De onde se extrai que, ao julgar improcedente a excepção da caducidade da acção, a sentença não enferma do alegado erro de julgamento, pelo que deve ser confirmada, nesta parte.”
39.Assim, no caso sub judice, à luz da jurisprudência e doutrina referidas, não estando a Requerida exonerada do dever de aplicação do primado do direito europeu, não poderá deixar de proceder o pedido de condenação quanto aos juros indemnizatórios, com fundamento em erro imputável aos serviços.[4], nos termos do disposto no artigo 43.º, n.º 3, alínea c) da LGT.
IV – DECISÃO
Termos em que, decide este Tribunal:
a) Julgar totalmente procedente o pedido;
b) Anular, em consequência, parcialmente, o ato de liquidação de IRS nº 2018..., relativa ao ano de 2017, no montante de € 73.153,03, com aplicação da consequente taxa de 28%;
c) Condenar a Requerida na devolução do valor excedente pago, acrescido de juros indemnizatórios nos termos expostos supra e
d) Condenar a Requerida no pagamento das custas deste processo, atento o seu total decaimento.
Valor do processo
Em conformidade com o disposto no artigo 306, n.º 2 do CPC, no artigo 97-A, n.º 1, al. a) do CPPT [« 1- Os valores atendíveis, para efeitos de custas ou outros previstos na lei, para as ações que decorram nos tribunais tributários, são os seguintes: a) Quando seja impugnada a liquidação, o da importância cuja anulação se pretende (...)]», e no artigo 3, n.º 2 do Regulamento das Custas nos Processos de Arbitragem Tributária [«O valor da causa é determinado nos termos do artigo 97.º-A do Código de Procedimento e de Processo Tributário»], fixa-se o valor do processo em € 73.153,03, sem contestação pela Autoridade Tributária.
Custas
Nos termos do disposto nos artigos 12, n.º 2 e 22, n.º 4 do RJAT, no artigo 4, n.º 4 e na Tabela I (anexa) do Regulamento de Custas nos Processos de Arbitragem Tributária, o montante de custas é fixado em € 2.448,00, a cargo da Requerida, conforme decidido supra.
· Notifique-se, incluindo o Ministério Público.

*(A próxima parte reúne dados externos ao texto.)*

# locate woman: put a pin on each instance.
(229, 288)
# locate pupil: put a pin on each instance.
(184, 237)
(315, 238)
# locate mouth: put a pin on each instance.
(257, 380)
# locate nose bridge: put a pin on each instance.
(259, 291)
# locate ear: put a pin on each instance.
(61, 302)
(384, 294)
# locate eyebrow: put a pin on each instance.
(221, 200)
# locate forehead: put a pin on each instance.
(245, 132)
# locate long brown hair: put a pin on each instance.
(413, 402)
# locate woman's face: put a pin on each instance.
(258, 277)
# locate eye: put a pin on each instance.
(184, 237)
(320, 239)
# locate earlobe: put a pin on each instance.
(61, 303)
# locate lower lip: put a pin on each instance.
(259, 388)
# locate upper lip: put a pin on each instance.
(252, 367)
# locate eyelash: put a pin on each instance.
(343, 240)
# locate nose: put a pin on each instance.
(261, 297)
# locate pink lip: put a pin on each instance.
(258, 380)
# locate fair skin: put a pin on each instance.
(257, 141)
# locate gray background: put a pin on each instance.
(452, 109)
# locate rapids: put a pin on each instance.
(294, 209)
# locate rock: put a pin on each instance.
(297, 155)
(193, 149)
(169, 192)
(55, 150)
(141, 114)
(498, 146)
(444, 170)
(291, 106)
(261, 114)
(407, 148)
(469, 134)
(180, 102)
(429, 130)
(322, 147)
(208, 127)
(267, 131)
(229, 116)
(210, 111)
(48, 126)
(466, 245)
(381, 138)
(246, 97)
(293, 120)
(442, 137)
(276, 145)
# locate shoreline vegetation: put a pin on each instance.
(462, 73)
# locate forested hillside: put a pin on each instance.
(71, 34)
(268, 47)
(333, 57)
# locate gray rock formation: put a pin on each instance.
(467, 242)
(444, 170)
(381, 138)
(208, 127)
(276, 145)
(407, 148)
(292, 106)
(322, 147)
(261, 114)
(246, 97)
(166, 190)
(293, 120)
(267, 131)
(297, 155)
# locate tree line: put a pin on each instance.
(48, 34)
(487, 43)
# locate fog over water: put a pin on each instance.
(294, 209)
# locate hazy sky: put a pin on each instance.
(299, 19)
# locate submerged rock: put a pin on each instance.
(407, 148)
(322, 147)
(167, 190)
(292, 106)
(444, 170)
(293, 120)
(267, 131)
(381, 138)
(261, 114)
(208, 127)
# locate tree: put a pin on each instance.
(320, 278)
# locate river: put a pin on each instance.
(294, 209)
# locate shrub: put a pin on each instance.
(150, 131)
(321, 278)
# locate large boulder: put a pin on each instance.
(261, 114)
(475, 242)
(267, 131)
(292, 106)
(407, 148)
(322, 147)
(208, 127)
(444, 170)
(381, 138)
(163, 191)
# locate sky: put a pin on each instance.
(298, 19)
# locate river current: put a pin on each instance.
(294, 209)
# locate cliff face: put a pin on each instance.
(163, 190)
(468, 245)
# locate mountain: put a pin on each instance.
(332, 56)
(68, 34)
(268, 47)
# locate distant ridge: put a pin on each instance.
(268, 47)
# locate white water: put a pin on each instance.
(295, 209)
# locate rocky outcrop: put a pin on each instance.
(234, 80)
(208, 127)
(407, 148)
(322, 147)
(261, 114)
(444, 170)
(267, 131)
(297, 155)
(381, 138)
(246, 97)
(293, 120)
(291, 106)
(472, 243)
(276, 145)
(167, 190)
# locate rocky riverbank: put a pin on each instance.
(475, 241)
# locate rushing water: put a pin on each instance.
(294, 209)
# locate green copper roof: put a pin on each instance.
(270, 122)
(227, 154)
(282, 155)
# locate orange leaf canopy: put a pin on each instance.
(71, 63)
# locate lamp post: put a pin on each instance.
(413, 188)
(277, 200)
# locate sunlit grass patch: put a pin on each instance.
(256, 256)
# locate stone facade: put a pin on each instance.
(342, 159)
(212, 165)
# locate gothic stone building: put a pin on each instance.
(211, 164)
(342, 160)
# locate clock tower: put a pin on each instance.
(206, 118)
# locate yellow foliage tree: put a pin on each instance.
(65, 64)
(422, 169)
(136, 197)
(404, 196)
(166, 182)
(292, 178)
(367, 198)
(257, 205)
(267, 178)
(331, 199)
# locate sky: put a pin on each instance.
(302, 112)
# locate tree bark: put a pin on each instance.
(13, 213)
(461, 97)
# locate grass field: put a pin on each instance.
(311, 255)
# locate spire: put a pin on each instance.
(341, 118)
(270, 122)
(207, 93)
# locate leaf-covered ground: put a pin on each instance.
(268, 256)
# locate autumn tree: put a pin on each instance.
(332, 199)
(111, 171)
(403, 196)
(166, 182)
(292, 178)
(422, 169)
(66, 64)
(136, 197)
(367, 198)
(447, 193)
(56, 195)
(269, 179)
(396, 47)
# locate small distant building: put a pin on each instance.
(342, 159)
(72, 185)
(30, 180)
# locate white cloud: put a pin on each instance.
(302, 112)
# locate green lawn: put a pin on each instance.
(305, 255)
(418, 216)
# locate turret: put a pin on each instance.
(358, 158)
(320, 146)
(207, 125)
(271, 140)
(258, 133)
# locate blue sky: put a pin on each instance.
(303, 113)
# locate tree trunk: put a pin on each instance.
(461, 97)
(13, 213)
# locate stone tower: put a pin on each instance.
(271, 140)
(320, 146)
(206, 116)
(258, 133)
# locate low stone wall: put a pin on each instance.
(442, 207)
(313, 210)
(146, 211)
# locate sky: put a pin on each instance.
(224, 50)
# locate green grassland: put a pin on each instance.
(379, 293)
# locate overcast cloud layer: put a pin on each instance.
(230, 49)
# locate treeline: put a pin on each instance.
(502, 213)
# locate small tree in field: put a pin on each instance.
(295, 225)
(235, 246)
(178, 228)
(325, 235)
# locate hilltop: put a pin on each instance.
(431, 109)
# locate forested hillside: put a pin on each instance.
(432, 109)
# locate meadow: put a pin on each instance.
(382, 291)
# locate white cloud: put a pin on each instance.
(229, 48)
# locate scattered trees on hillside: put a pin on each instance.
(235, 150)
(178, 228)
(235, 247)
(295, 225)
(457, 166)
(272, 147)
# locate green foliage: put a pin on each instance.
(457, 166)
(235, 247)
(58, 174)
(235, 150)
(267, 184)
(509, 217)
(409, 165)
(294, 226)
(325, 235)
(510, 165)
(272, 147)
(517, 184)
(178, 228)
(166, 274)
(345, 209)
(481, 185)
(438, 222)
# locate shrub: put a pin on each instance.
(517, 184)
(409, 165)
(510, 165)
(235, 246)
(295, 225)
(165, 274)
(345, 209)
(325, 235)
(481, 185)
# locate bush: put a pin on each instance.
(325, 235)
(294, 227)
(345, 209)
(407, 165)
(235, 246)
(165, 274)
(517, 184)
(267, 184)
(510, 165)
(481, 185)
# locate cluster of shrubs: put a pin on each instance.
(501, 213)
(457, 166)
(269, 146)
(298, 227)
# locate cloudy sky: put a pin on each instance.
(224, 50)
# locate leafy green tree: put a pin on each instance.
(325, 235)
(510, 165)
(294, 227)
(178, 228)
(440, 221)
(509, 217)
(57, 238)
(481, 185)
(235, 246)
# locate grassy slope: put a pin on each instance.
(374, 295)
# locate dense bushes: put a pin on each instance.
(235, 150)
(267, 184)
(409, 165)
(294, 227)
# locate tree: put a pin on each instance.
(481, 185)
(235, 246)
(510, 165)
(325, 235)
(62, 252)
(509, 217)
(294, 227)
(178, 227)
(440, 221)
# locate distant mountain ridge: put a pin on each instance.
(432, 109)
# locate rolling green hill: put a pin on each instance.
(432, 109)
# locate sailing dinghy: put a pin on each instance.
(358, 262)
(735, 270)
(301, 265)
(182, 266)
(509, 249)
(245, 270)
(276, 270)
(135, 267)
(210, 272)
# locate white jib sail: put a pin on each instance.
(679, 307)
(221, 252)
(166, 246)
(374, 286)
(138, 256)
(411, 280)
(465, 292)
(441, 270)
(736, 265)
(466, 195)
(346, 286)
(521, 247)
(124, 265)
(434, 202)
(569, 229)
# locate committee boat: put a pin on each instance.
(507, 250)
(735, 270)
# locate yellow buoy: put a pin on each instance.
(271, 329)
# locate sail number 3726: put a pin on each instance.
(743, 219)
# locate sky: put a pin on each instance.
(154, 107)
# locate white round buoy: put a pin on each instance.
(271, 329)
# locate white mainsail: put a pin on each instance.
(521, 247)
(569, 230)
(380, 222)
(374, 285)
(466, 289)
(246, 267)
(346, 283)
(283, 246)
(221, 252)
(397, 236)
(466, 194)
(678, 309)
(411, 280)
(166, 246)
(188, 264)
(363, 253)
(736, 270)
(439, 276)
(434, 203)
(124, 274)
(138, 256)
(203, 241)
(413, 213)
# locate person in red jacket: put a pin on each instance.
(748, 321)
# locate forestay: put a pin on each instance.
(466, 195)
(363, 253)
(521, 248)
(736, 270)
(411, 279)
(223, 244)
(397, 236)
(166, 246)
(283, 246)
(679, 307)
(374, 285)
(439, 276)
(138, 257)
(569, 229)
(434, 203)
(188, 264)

Lisboa, 6 de outubro de 2025
José Poças Falcão
(Presidente do Tribunal Arbitral)
Magda Feliciano
(Árbitra Adjunta)
Amândio Silva
(Árbitro Adjunto)
[2] DIREITO DA UNIÃO EUROPEIA, Almedina, 2004, p. 530.
[3] DIREITO DA UNIÃO, Almedina, 8ª edição, 2017, pag. 365.
[4] Neste sentido, entre outras, a decisão arbitral de 1 de Abril de 2021, proferida no proc. 457/2020-T, de 1 de Abril de 2021.